From target hypothesis to preclinical candidate selection, Insilico was able to complete target identification, molecule generation and validation through traditional laboratory experiments in less than 18 months and at a total cost of approximately $1,800,000 for IPF and $800,000 for other fibrotic disorders, with less than 80 small molecules synthesised and tested.
According to Insilico, the preclinical candidate is a first-in-class novel small molecule inhibitor of a novel biological target with unprecedented mechanism of action (MOA). It demonstrated experimentally good efficacy in both in vitro and in vivo preclinical studies for IPF, and a good safety profile. Currently progressing the candidate for IND-enabling studies and phase I clinical trials, Insilico is targeting clinical studies by early 2022 and welcomes collaborations with pharmaceutical companies to co-develop the drug candidate after phase II.
“…a major milestone for us as our ultimate moonshot is to go after senescence…”
Alex Zhavoronkov, PhD, founder and CEO of Insilico Medicine, said: “Can AI design a novel molecule for a novel target that has no known inhibitors and has not been validated in a disease? And now we have successfully linked both biology and chemistry and nominated the preclinical candidate for a novel target, with the intention of taking it into human clinical trials, which is orders of magnitude more complex and more risky problem to solve.

To my knowledge this is the first case where AI identified a novel target and designed a preclinical candidate for a very broad disease indication. It is a major milestone for us as our ultimate moonshot is to go after senescence and we need to have many enabling AI technologies that help us understand and manipulate human biology in other chronic diseases.”

The company also announced the formation of a team of over 20 expert drug hunters and drug developers in Shanghai led by Dr Feng Ren, former senior VP of biology and chemistry at Medicilon, and former head of chemistry at GSK, who joined Insilico in February as chief science officer.
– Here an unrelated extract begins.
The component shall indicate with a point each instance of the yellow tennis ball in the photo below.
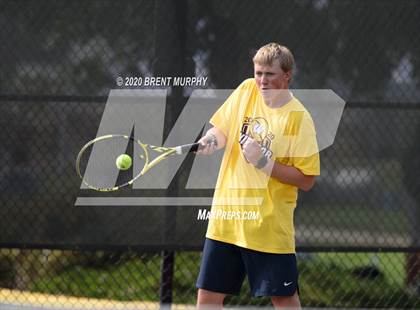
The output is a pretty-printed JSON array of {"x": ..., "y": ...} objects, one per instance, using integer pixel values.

This team will be responsible for taking the AI-discovered drugs into human clinical trials and creating a broad portfolio of preclinical assets.
“With today’s milestone of the first AI-discovered and scientifically validated PCC, Insilico has solved yet another of the biggest hurdles in drug discovery…”
Traditional drug discovery starts with the testing of thousands of small molecules, followed by further testing and synthesis of hundreds of molecules in order to get to just a few lead-like molecules appropriate for preclinical studies, of which only about one in ten of these molecules pass clinical trials in human patients.
Incredibly slow and expensive, the overall process on average often totals over ten years of development and billions of dollars, with each of the process costing millions of dollars. Further compounding the hurdles in bringing a new drug to market are the massive number of R&D steps involved – each costing millions of dollars – often disconnected and conducted by different companies or different business units in the pharmaceutical ecosystem.

“Linking the right drug target to the right disease is the biggest challenge in pharmaceutical R&D,” said Zhavoronkov. “With today’s milestone of the first AI-discovered and scientifically validated PCC, Insilico has solved yet another of the biggest hurdles in drug discovery and removed another bottleneck in the staggeringly expensive and time-consuming traditional drug discovery process.”